Son las cuatro de la mañana, ya sabe el que me siga, que es mi hora mágica en la que estoy, pero no estoy, es decir…, lo que sea, el caso es que me enfrento a algunas situaciones en las que normalmente no pienso, una de ellas, es la de la realidad y las tonterías, como el título de esta parrafada.
¿Que quiero decir con esto?, Fácil, hemos llegado a un momento en el que la realidad se ha quitado la careta, se nos ofrece con su faz terrible de la mano de elementos que cuando menos podemos llamarlos…, no sé como, pero si sé que son seres que no debían de existir, y me refiero a aquellos que nos engañan de continuo, que nos meten ideas que son simplemente producto de letrinas…, y sin embargo hay quien los sigue.
Si, se me lee bien, hay gente que sigue al que le esta engañando, al que le esta robando la cartera, la mente, y además sonríen…, triste realidad la de esta sociedad en la que lo único que se da es…, nada que sea bueno, y me recuerda a los predicadores americanos, a los de las películas, a los que hacían levantar al pseudo paralítico que realmente era un tipo al que pagaban, que se levantaba, que la gente, enfervorecida, daba gracias al dios que fuera, sacaba la cartera, se dejaba esquilmar como si fueran subnormales, pues si, y que me perdonen los chicos y chicas del síndrome de Down, que son otra cosa, más inteligente, más benigna, pero se me va el relato, lo que quiero decir, es, ¿como hemos llegado a una realidad, que es solo una tontería?, algo sin sentido, pero creado para consumo, con un cuidado exquisito, y la gente cae, no hablo ya de su capacidad intelectual, que parece poca, hablo de que muchos están mas abandonados que los almendros de la vía, y se identifican con los vendedores de humo, aun sabiendo que lo que hacen, es simplemente, darle al buhonero todo por el elixir que lo cura todo, y siendo conscientes de que es una mentira.

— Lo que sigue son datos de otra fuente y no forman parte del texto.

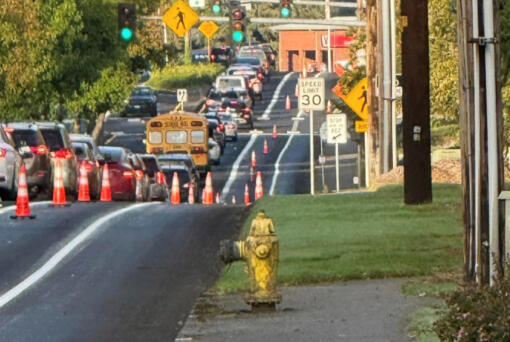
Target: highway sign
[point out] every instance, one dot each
(311, 94)
(361, 126)
(208, 28)
(337, 128)
(180, 18)
(357, 99)
(182, 95)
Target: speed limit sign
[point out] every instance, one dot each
(311, 94)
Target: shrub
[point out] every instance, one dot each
(477, 314)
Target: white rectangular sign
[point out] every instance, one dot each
(182, 95)
(311, 94)
(337, 128)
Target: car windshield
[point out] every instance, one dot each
(53, 139)
(25, 138)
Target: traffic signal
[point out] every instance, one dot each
(216, 6)
(126, 15)
(285, 10)
(238, 25)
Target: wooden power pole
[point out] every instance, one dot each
(416, 102)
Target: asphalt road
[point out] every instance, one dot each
(130, 272)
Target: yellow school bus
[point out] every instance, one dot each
(179, 132)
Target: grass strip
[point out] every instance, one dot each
(173, 77)
(359, 236)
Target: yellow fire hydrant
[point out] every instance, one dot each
(260, 251)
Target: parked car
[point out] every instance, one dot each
(141, 103)
(214, 152)
(140, 174)
(185, 178)
(30, 143)
(86, 157)
(157, 182)
(230, 126)
(121, 172)
(58, 142)
(183, 159)
(10, 162)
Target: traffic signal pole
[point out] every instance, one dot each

Y no hay garantía, que además ninguno va a pedir, solo eso, personas que se perdieron dios sabe cuándo, pero que no son pocas, miro la respuesta a las tonterías de los vendedores de humo, y me asusto, ¿tanta gente?, pues si, los que hacen lo que no tienen que hacer, sabiendo que todo es mentira, la muchedumbre del quiero a este, que jode todo, como estoy jodido…

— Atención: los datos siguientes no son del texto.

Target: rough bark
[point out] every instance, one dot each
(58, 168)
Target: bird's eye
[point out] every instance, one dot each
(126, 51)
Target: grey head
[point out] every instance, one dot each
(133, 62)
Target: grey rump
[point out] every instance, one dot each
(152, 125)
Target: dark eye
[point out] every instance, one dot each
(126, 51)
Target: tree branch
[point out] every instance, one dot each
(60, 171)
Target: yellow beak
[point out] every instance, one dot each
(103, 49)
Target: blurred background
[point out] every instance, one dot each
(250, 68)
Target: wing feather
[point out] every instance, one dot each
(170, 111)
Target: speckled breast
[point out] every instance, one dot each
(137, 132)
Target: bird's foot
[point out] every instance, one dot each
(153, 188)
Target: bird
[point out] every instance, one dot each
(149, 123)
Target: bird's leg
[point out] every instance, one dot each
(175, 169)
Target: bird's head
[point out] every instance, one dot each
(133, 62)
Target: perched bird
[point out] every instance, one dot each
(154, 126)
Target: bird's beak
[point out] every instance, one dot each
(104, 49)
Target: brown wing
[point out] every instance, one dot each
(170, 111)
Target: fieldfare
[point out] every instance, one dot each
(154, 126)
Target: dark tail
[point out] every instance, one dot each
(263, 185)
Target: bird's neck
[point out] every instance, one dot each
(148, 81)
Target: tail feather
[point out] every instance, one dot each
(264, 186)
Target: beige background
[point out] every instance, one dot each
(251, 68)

Muy español, muy de andar por casa, el desespero nos hace odiar a los demás, la forma de que los demás sufran, es que el vendedor de humo continúe esquilmándolo todo, destruyéndolo todo, y si cae algo, mejor.
Que pena, que tristeza, al final la realidad, se ha convertido en una tontería, pero más afilada que el mas afilado de los bisturíes, que nos cortará, seguro que nos cortará, pero eso ya está sucediendo, y los que están siendo cortados, callados, que también se las trae, pues nada…, vendo botella de elixir que lo cura todo, grito con todas mis fuerzas, que ya que todo está lleno de sinvergüenzas, que yo también quiero vivir bien, no como vivo…, vendo botella de elixir que lo cura todo…, y si cuela, cuela.